CI, confidence interval; OS, overall survival; PFS, progression-free survival; yr, year.
	Derivation cohort			Validation cohort
Outcome/ BL-IPI group	n (%)	3-yr estimate, % (95% CI)	HR (95% CI)	n (%)	3-yr estimate, % (95% CI)	HR (95% CI)
PFS
Low	104 (18)	92 (84.2–95.8)	1.0	68 (15)	96 (86.7–98.5)	1.0
Intermediate	206 (36)	72 (64.8–77.5)	4.15 (1.99–8.68)	159 (35)	82 (75.2–87.5)	2.63 (1.02–6.81)
High	260 (45)	53 (46.7–59.2)	8.83 (4.32–18.03)	230 (50)	63 (56.5–69.2)	6.17 (2.51–15.22)
OS
Low	104 (18)	96 (89.7–98.5)	1.0	68 (15)	99 (89.9–99.8)	1.0
Intermediate	206 (36)	76 (69.1–81.4)	7.06 (2.55–19.53)	159 (35)	85 (77.9–89.6)	2.83 (0.99–8.13)

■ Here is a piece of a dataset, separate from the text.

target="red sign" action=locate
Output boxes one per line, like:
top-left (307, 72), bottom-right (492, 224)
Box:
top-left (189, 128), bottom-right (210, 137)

High	260 (45)	59 (52.1–64.7)	15.12 (5.58–40.99)	230 (50)	64 (57.6–70.2)	7.59 (2.78–20.72)

Conclusion

The BL-IPI is a novel, simple prognostic index for BL, developed using a real-world US cohort and validated using an international patient population, demonstrating applicability to diverse clinical settings across the world. However, as the study uses retrospective data, the BL-IPI should be interpreted with caution and further validation using clinical trial data would be of value, as well as validation for the endemic BL variant.